Photos by Robert Noles
(Above) Revenue Commissioner Oline Price and registrar Lee Vanoy check off boxes as election results roll into the Event Center Downtown Tuesday.

 

Election reveals people’s choice

By Rebekah Martin
Assistant Editor

Election results from Tuesday’s midterm election began rolling into the Event Center in downtown Opelika at 8 p.m., an hour after the polling places closed their doors in Lee County.
Voter turnout was projected by some to be around 40 percent, but that number fell short with only 30.6 percent of registered voters casting a ballot in the midterm elections.

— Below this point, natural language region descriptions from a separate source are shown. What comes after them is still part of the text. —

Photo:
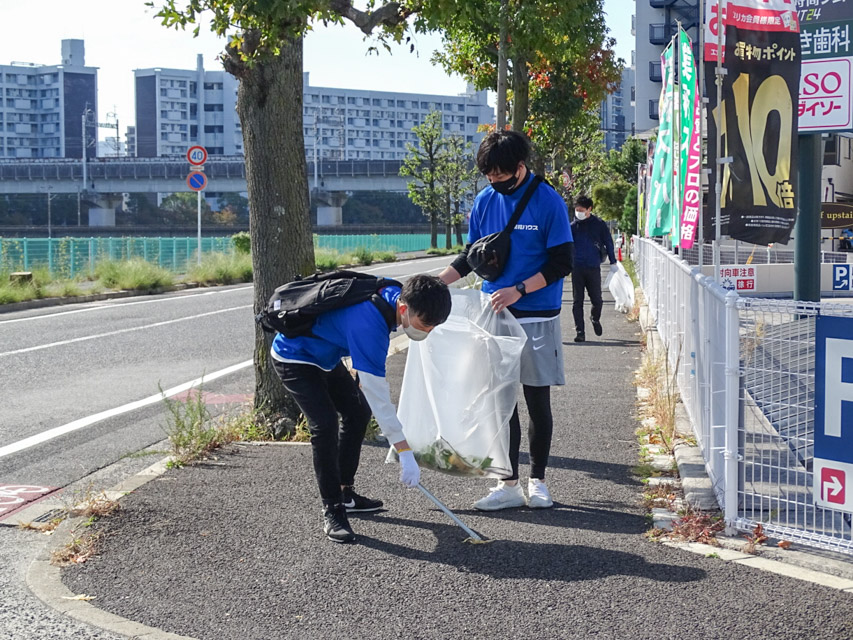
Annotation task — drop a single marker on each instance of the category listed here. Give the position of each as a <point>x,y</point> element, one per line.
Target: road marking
<point>50,434</point>
<point>119,331</point>
<point>116,303</point>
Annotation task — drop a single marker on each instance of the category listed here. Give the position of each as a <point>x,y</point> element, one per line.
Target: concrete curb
<point>699,494</point>
<point>94,297</point>
<point>45,581</point>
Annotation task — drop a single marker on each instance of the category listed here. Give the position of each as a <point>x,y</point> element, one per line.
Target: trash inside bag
<point>621,288</point>
<point>460,388</point>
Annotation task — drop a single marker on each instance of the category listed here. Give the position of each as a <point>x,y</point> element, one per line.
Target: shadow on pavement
<point>506,559</point>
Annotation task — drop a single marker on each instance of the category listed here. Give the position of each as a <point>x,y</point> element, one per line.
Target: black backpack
<point>293,307</point>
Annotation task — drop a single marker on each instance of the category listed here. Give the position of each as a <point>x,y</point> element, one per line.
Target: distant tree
<point>423,165</point>
<point>456,173</point>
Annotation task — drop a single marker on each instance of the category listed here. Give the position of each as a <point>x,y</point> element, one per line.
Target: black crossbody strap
<point>522,204</point>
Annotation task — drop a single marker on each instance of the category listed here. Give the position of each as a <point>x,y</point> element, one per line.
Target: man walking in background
<point>592,245</point>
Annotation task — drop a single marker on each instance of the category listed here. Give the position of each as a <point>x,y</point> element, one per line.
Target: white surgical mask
<point>414,334</point>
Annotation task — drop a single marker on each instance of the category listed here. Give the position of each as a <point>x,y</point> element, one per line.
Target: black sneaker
<point>355,503</point>
<point>596,326</point>
<point>335,524</point>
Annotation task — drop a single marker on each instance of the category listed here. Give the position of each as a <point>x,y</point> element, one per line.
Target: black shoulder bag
<point>488,255</point>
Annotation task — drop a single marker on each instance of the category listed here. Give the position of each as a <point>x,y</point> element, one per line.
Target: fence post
<point>732,454</point>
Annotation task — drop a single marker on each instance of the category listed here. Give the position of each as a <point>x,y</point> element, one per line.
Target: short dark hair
<point>428,298</point>
<point>584,201</point>
<point>502,150</point>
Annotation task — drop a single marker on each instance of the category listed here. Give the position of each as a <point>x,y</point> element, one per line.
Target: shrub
<point>364,256</point>
<point>222,268</point>
<point>132,274</point>
<point>242,242</point>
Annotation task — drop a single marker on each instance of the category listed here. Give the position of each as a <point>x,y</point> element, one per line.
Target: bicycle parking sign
<point>833,416</point>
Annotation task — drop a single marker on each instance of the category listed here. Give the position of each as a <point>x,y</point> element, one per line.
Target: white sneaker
<point>502,496</point>
<point>538,495</point>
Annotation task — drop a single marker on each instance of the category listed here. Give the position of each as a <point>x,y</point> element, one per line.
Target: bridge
<point>226,174</point>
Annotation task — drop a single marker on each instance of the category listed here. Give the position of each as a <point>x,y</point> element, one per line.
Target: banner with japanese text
<point>691,145</point>
<point>659,216</point>
<point>758,121</point>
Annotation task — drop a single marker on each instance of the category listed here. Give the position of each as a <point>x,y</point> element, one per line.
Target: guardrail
<point>745,369</point>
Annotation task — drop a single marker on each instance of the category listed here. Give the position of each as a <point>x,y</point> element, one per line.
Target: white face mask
<point>414,334</point>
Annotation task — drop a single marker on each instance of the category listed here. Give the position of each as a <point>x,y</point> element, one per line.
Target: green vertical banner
<point>690,176</point>
<point>660,211</point>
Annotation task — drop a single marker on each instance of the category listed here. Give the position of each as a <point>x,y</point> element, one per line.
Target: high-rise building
<point>656,22</point>
<point>617,112</point>
<point>177,108</point>
<point>43,108</point>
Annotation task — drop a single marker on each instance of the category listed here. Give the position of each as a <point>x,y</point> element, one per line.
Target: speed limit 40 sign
<point>197,155</point>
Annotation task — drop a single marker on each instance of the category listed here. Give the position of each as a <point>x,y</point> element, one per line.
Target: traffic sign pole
<point>199,226</point>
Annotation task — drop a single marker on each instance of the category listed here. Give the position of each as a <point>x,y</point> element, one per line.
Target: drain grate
<point>47,516</point>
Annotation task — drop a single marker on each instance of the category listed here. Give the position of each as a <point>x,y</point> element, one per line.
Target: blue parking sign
<point>842,277</point>
<point>833,416</point>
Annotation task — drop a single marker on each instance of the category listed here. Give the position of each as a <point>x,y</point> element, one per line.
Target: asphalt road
<point>234,548</point>
<point>69,378</point>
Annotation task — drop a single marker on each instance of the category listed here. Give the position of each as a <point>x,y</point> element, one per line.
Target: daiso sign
<point>825,94</point>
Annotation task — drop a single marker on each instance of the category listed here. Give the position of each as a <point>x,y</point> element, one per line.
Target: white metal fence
<point>745,369</point>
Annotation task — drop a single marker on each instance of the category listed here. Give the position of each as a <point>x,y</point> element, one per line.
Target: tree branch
<point>391,15</point>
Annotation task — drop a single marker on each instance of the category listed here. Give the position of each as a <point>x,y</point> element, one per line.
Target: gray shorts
<point>542,356</point>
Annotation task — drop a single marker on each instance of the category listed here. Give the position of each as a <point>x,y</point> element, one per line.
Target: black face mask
<point>506,187</point>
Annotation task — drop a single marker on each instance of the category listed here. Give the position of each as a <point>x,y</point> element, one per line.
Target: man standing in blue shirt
<point>593,244</point>
<point>531,289</point>
<point>311,369</point>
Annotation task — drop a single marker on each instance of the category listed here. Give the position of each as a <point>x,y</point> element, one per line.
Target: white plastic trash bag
<point>621,288</point>
<point>460,388</point>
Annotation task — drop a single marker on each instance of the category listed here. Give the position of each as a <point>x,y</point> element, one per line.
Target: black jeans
<point>538,431</point>
<point>589,279</point>
<point>322,395</point>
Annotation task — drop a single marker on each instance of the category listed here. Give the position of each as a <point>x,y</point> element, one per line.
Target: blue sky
<point>122,35</point>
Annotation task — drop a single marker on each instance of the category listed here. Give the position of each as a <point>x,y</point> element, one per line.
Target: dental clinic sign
<point>833,417</point>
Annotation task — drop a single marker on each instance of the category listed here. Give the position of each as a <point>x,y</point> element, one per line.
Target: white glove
<point>410,472</point>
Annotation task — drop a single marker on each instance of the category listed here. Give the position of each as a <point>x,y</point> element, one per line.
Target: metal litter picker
<point>472,538</point>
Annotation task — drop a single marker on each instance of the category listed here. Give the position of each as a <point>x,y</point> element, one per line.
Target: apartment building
<point>617,112</point>
<point>177,108</point>
<point>43,107</point>
<point>655,23</point>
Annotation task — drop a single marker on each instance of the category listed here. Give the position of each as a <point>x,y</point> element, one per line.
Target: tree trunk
<point>279,223</point>
<point>520,93</point>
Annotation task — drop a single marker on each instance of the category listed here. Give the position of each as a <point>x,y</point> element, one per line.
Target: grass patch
<point>135,274</point>
<point>436,251</point>
<point>364,256</point>
<point>386,256</point>
<point>222,268</point>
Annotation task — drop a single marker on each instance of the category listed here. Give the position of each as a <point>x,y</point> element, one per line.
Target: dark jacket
<point>592,239</point>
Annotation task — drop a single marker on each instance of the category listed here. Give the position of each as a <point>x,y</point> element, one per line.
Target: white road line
<point>117,303</point>
<point>119,331</point>
<point>50,434</point>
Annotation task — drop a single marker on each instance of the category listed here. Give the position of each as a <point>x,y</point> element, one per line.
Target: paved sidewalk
<point>233,548</point>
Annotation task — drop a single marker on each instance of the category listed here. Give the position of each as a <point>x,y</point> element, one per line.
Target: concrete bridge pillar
<point>330,205</point>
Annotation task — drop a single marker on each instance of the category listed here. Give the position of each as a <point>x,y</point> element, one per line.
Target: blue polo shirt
<point>543,224</point>
<point>358,331</point>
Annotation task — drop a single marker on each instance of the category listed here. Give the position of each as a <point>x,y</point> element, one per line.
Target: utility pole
<point>502,63</point>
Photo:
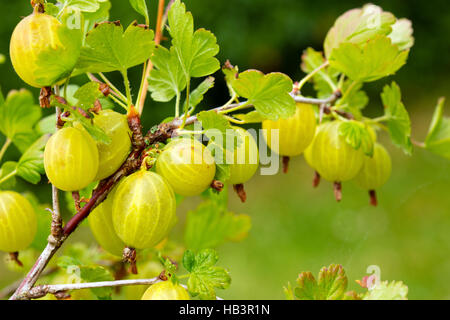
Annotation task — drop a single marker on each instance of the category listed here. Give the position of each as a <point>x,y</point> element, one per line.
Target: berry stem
<point>239,188</point>
<point>286,164</point>
<point>338,191</point>
<point>373,198</point>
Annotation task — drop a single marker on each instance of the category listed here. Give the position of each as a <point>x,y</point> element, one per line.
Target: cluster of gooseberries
<point>141,210</point>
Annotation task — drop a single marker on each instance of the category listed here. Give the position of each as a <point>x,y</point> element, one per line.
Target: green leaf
<point>325,78</point>
<point>376,59</point>
<point>357,135</point>
<point>87,95</point>
<point>18,115</point>
<point>399,123</point>
<point>8,168</point>
<point>204,276</point>
<point>250,117</point>
<point>82,5</point>
<point>195,50</point>
<point>140,6</point>
<point>438,139</point>
<point>331,284</point>
<point>358,26</point>
<point>269,94</point>
<point>402,34</point>
<point>167,78</point>
<point>197,95</point>
<point>31,165</point>
<point>395,290</point>
<point>356,100</point>
<point>108,48</point>
<point>210,225</point>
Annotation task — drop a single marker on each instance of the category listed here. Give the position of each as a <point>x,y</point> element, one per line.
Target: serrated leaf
<point>87,95</point>
<point>358,26</point>
<point>395,290</point>
<point>399,123</point>
<point>198,93</point>
<point>18,115</point>
<point>324,79</point>
<point>402,34</point>
<point>210,225</point>
<point>31,165</point>
<point>8,168</point>
<point>140,6</point>
<point>108,48</point>
<point>269,94</point>
<point>438,139</point>
<point>195,50</point>
<point>167,78</point>
<point>204,276</point>
<point>331,284</point>
<point>357,135</point>
<point>376,59</point>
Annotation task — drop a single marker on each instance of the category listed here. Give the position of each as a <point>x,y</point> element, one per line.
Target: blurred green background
<point>295,227</point>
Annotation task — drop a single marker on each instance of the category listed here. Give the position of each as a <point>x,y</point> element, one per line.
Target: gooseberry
<point>113,154</point>
<point>18,222</point>
<point>187,165</point>
<point>101,224</point>
<point>295,133</point>
<point>43,50</point>
<point>143,209</point>
<point>166,290</point>
<point>375,171</point>
<point>71,159</point>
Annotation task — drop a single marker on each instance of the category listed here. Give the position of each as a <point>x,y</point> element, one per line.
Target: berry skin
<point>143,209</point>
<point>18,222</point>
<point>295,133</point>
<point>101,224</point>
<point>166,290</point>
<point>187,165</point>
<point>332,156</point>
<point>244,160</point>
<point>71,159</point>
<point>114,154</point>
<point>38,39</point>
<point>376,170</point>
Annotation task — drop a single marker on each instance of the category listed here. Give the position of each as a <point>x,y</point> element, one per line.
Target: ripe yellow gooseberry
<point>71,159</point>
<point>18,222</point>
<point>101,224</point>
<point>187,165</point>
<point>295,133</point>
<point>166,290</point>
<point>143,209</point>
<point>114,154</point>
<point>38,40</point>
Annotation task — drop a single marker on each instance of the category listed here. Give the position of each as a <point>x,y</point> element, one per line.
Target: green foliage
<point>399,124</point>
<point>211,224</point>
<point>269,94</point>
<point>204,276</point>
<point>438,139</point>
<point>108,48</point>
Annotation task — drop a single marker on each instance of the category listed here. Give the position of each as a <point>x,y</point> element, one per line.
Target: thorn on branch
<point>217,185</point>
<point>44,97</point>
<point>14,256</point>
<point>129,256</point>
<point>338,191</point>
<point>316,180</point>
<point>239,188</point>
<point>373,198</point>
<point>286,164</point>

Reporting-Polls-being-brought-in-to-total
An election worker delivers results.

Lee County Probate Judge Bill English said two things that might have contributed to the low voter turnout were the negative campaigning and the lack of perceived close races.
Elections manager Robert Garris said he was not surprised by the low turnout numbers. “I think it’s just the world we live in,” Garris said. “Voter apathy is nothing new.”
The majority of incumbent candidates managed to retain their current positions. Gov. Robert Bentley was reelected for a second consecutive term over challenger Parker Griffith. Despite his recent indictment on felony ethics charges, Rep. Mike Hubbard defeated democratic challenger Dr. Shirley Scott-Harris with 59 percent of the vote.
Tuesday’s election was the second test of Alabama’s newly passed law requiring voters to present a valid photo ID when casting their ballot. Chairman of the board of registrars, Becky Bailey, said she was somewhat surprised it was not an issue on Tuesday. “I didn’t hear of a single issue about it,” Bailey said.
There were five amendments on Tuesday’s ballot, with four of them passing with a margin of 12 percent or higher. Amendment two, that would allow for the appropriation of 50 million dollars from the state trust fund to improve National Guard armories, appears to have passed by a small margin.
English praised the poll workers who worked tirelessly to ensure Lee County had a successful election day. English said he thought all 340 poll workers deserved gold stars for their effort.
The results of the election are unofficial until the absentee and provisional ballots are counted and certified. Numbers for those ballots will be finalized by noon, Nov. 12 and will be certified by Nov. 14.